Increased mesangial matrix: an increase in the extracellular material in the mesangium such that the
width of the interspace exceeds two mesangial cell nuclei in at least two glomerular lobules.
Sclerosis: obliteration of the capillary lumen by increased extracellular matrix, with or without
hyalinosis or foam cells.
An adhesion: an area of continuity between the glomerular tuft and Bowman's capsule separate from
an extracapillary lesion or area of segmental sclerosis.
Segmental sclerosis: any amount of the tuft involved with sclerosis, but not involving the whole tuft.

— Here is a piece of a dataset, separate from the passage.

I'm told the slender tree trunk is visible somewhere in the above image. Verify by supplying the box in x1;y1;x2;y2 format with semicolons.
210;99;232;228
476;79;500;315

Global sclerosis: the entire glomerular tuft involved with sclerosis.
Collapsed/ischaemic glomerulus: A glomerulus showing collapse of the capillary tuft with or without
thickening of Bowman’s capsule and fibrosis in Bowman’s space
Pathology dataset
Extracapillary lesions subclassified as follows:
Extracapillary proliferation or cellular crescent: extracapillary cell proliferation of more than two cell
layers with >50% of the lesion occupied by cells. It is further classified by the percentage of glomerular
circumference involved <10%, 10-25%, 26-50%, >50%.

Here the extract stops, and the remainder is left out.